ISCA Archive Interspeech 2022
ISCA Archive Interspeech 2022

Comparing 1-dimensional and 2-dimensional spectral feature representations in voice pathology detection using machine learning and deep learning classifiers

Farhad Javanmardi, Sudarsana Reddy Kadiri, Manila Kodali, Paavo Alku

The present study investigates the use of 1-dimensional (1-D) and 2-dimensional (2-D) spectral feature representations in voice pathology detection with several classical machine learning (ML) and recent deep learning (DL) classifiers. Four popularly used spectral feature representations (static mel-frequency cepstral coefficients (MFCCs), dynamic MFCCs, spectrogram and mel-spectrogram) are derived in both the 1-D and 2-D form from voice signals.

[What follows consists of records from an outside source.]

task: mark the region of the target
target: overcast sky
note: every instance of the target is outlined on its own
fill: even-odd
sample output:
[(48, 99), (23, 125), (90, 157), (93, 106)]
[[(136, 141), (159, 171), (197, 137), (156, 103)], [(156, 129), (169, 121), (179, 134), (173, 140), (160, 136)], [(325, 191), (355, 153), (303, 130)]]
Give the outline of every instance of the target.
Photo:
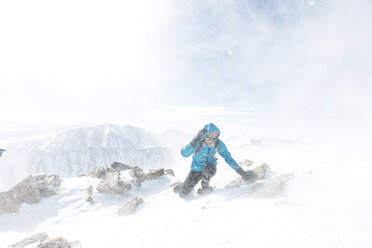
[(366, 129), (372, 2), (2, 1), (0, 127)]

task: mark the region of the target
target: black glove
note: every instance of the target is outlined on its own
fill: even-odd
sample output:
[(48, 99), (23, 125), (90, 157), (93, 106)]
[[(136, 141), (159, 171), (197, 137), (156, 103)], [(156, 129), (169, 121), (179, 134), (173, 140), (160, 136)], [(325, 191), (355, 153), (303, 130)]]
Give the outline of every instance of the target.
[(190, 142), (192, 147), (196, 148), (196, 146), (200, 143), (201, 139), (203, 138), (206, 132), (207, 132), (207, 129), (205, 128), (203, 128), (202, 130), (198, 132), (198, 134)]
[(257, 175), (253, 170), (244, 171), (242, 167), (239, 167), (236, 170), (236, 173), (242, 176), (244, 181), (256, 181), (257, 180)]

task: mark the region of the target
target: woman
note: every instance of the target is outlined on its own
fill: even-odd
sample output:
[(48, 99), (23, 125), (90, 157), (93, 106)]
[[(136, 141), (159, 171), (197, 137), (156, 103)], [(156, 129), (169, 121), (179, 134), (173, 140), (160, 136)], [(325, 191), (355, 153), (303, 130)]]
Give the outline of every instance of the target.
[(179, 195), (186, 197), (190, 194), (195, 185), (201, 180), (201, 188), (198, 194), (210, 192), (213, 190), (209, 186), (210, 179), (217, 171), (216, 152), (221, 155), (231, 168), (233, 168), (244, 180), (255, 180), (256, 174), (253, 171), (244, 171), (236, 161), (231, 157), (226, 145), (218, 138), (220, 130), (213, 123), (207, 124), (192, 141), (181, 149), (181, 154), (188, 157), (191, 154), (191, 170), (185, 182), (182, 184)]

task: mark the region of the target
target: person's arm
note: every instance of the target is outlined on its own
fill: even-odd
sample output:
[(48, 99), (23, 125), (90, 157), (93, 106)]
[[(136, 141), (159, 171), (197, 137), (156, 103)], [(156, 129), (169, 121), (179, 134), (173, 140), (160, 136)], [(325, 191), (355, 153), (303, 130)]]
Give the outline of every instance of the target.
[(181, 155), (188, 157), (193, 154), (199, 148), (206, 132), (207, 130), (205, 128), (200, 130), (198, 134), (191, 140), (191, 142), (181, 149)]
[(244, 171), (243, 168), (238, 165), (238, 163), (231, 157), (231, 153), (227, 150), (226, 145), (221, 140), (219, 140), (218, 153), (244, 180), (254, 181), (256, 179), (256, 173), (254, 173), (254, 171)]

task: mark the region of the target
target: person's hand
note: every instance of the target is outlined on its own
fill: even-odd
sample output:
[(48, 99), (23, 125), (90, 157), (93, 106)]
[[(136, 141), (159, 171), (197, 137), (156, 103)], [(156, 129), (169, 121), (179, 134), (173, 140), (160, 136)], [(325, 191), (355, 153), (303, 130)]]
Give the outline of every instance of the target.
[(239, 167), (236, 172), (243, 178), (244, 181), (256, 181), (257, 175), (253, 170), (244, 171)]
[(204, 134), (207, 132), (207, 129), (203, 128), (198, 132), (198, 134), (191, 140), (190, 144), (192, 147), (196, 148), (196, 146), (199, 144), (201, 139), (203, 138)]

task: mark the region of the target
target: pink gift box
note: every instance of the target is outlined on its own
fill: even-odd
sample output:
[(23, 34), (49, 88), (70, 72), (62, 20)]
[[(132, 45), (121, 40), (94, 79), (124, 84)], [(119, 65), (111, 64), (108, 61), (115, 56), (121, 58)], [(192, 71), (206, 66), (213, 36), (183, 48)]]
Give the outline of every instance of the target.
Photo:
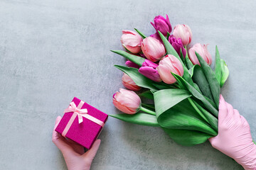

Three widely used ML classifiers (support vector machine (SVM), random forest (RF) and Adaboost) and three DL classifiers (deep neural network (DNN), long short-term memory (LSTM) network, and convolutional neural network (CNN)) are used with the 1-D feature representations. In addition, CNN classifiers are built using the 2-D feature representations. The popularly used HUPA database is considered in the pathology detection experiments. Experimental results revealed that using the CNN classifier with the 2-D feature representations yielded better accuracy compared to using the ML and DL classifiers with the 1-D feature representations. The best performance was achieved using the 2-D CNN classifier based on dynamic MFCCs that showed a detection accuracy of 81%.